Special File Types  «Prev  Next»
Lesson 3 Device files and other special files
ObjectiveDescribe the Special Properties of Device Files.

Describe the Special Properties of Device Files

Access to hardware devices on a UNIX system is managed through special files. These files have
  1. permissions,
  2. owners, and
  3. groups,
just as regular files and directories do, and this permission data determines access to the associated device. Most device files are, by convention, located in a directory called /dev (or in subdirectories of /dev). Device files are marked in directory listings by b or c in the initial position:

crw-------  1 root system 10, 0 Oct 01 1997  __vg10
brw-rw----  1 root system 10, 1 Aug 14 1996  hd6

Here the b and c denote, respectively, block devices and character devices. This distinction is not particularly significant for the administrator. Every device file also has a major number and a minor number. The major number associates the device with a particular major device[1], and the minor number identifies the particular instance of that device. In the above example, the major and minor numbers appear as 10, 0 and 10, 1 respectively.
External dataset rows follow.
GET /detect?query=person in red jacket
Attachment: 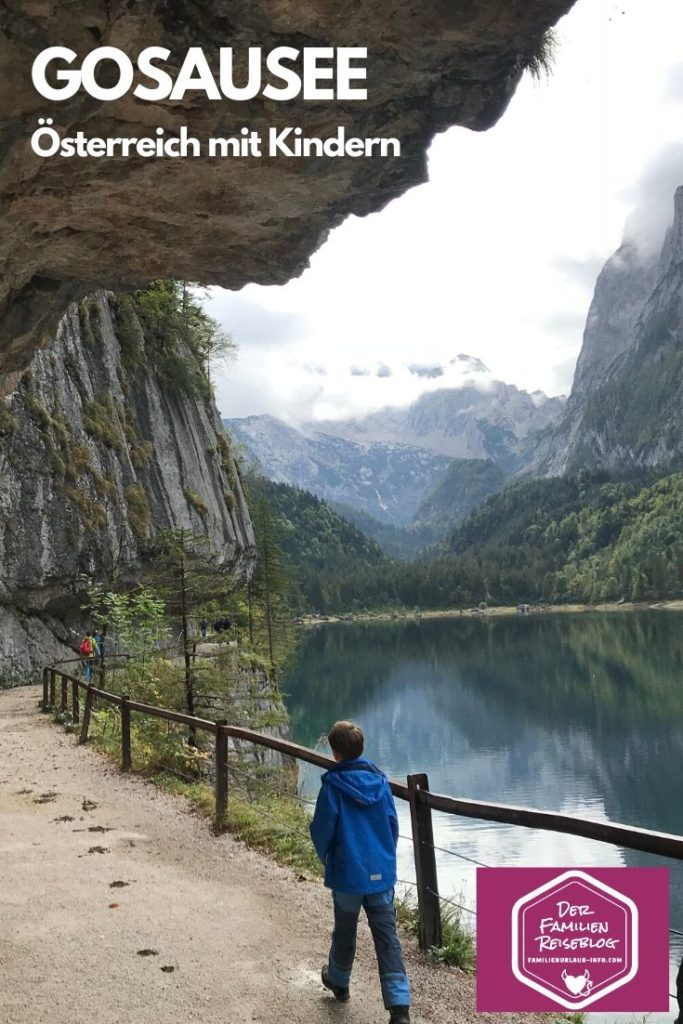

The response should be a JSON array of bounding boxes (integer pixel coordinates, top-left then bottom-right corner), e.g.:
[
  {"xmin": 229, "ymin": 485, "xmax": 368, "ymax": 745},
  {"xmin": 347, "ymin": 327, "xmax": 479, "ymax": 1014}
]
[{"xmin": 310, "ymin": 722, "xmax": 411, "ymax": 1024}]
Special Properties of device files in Unix

Device files in Unix and Unix-like operating systems are special types of files that provide a way for software and hardware to interact. These special files are used to represent and manage physical and virtual devices, making them accessible in the same way regular files are.
Here are some key properties of device files in Unix:
  1. Everything is a File: In accordance with Unix's "everything is a file" philosophy, devices are accessed and manipulated like regular files. You can read from a device file and write to it, much like a regular file.
  2. File Location: Device files typically reside in the /dev directory. This directory is populated at boot time with device files corresponding to the hardware detected by the system.
  3. File Types: Device files are classified into two categories: character (or raw) devices and block devices.
    1. Character Devices: These devices transfer data one character at a time and have no buffering mechanism. This means that data is processed immediately, making it suitable for devices like keyboards or mice, where immediate data transfer is essential.
    2. Block Devices: These devices transfer data in large fixed-size blocks. They have a buffering mechanism and support random access, meaning you can read or write data in non-sequential order. Block devices are commonly used for storage devices like hard drives, flash drives, and CD-ROM drives.
  4. File Naming: The names of device files often give clues about the device they represent. For example, 'sda' refers to the first SCSI hard disk, 'tty' represents a terminal, and 'lp' refers to a printer.
  5. Major and Minor Numbers: Every device file is associated with a pair of numbers: a major number and a minor number. The major number identifies the driver associated with the device. The minor number is used by the kernel to differentiate between devices that use the same driver, such as multiple hard drives.
  6. Permissions: Device files have the same permission settings as regular files. They can be set to read, write, or execute for the file owner, group, and others. This is critical for controlling access to hardware devices. For instance, limiting write access to certain devices can prevent inadvertent data loss.
  7. Inodes: Like regular files, each device file has an inode (index node) that stores its metadata (like permissions, ownership, major and minor numbers).
  8. Symbolic Links: In some cases, more user-friendly symbolic links are created to device files. For example, /dev/dvd might be a symbolic link to the actual DVD drive device file, providing a more intuitive way for users and applications to access the device.

Unix's device files, with their unique properties and functions, serve as an elegant and consistent mechanism for interacting with both physical and virtual devices, and provide a seamless interface for users and applications to interact with hardware.

How IP Addresses Apply to Network Interfaces

To connect to the network, a system must have at least one physical network interface. Each network interface must have its own unique IP address. During Oracle Solaris installation, you must supply the IP address for the first interface that the installation program finds. Usually that interface has the name device-name0, for example eri0 or hme0. This interface is considered the primary network interface.
If you add a second network interface to a host, that interface also must have its own unique IP address. When you add the second network interface, the host then becomes multihomed. By contrast, when you add a second network interface to a host and enable IP forwarding, that host becomes a router. Each network interface has a device name, a device driver, and an associated device file in the /devices directory. The network interface might have a device name such as eri or smc0, which are device names for two commonly used Ethernet interfaces.

[1]device: A device is a piece of hardware used by the system, such as hard drives, CD-ROMs, and so on. Devices are treated as a special type of file.